Roberto Mancini ha puesta a Italia nuevamente en la pelea por un título. Ha ofrecido su mejor cara en esta Eurocopa. Se encuentra a un partido de ganarla y cuando le preguntaron cómo estaba: “No estoy nervioso”, respondió.

El seleccionador sabe que esta final es llamado de la historia: “Probablemente sea una  (noche) de las más importantes de mi carrera”, subrayó, consciente de que en juego está el trono continental. Enfrente espera Inglaterra, que tampoco quiere pasar por alto la oportunidad que se le presenta por jugar en Wembley. Es la primera vez de los ingleses en una final de la euro.

El preparador italiano está familiarizado con el talento inglés: “Es un gran equipo. Con sus suplentes también hubieran podido llegar a la final”, opinó Mancini.
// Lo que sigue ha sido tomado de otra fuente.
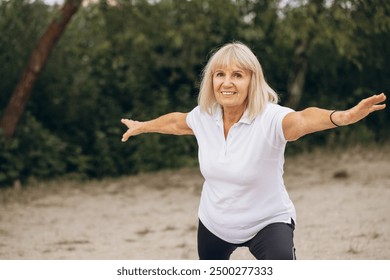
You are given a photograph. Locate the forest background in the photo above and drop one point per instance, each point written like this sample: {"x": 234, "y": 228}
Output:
{"x": 140, "y": 59}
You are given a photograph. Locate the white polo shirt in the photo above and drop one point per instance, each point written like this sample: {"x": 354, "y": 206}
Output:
{"x": 244, "y": 189}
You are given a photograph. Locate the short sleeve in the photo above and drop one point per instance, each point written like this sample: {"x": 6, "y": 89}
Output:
{"x": 272, "y": 124}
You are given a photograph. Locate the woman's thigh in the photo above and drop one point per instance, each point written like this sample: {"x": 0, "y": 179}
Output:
{"x": 211, "y": 247}
{"x": 274, "y": 242}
Su equipo necesita mantener la calma de cara a una final en la que juega frente a la anfitriona: “También vamos a escuchar a nuestra afición, aunque de todos modos tenemos que ocuparnos de lo que ocurre en el terreno de juego”, apuntó el seleccionador, al que no le quita el sueño el apoyo que pueda tener su rival.

Mancini pide un esfuerzo más a sus muchachos: “Todos han dado más del 100%. Queda un paso más y hay que disfrutarlo porque se acaba la temporada y nos vamos de vacaciones”,  dijo.

“No queremos variar nuestro estilo. España nos limitó e hizo un gran trabajo para quitarnos la pelota, pero intentaremos repetir aquellas cosas que nos han llevado hasta Wembley”, prometió.

Después de tres años al cargo de la selección, a Mancini se le presenta una ocasión de oro para pasar a la historia. Tras el triunfo en la Eurocopa de 1968, Italia quiere recuperar la corona.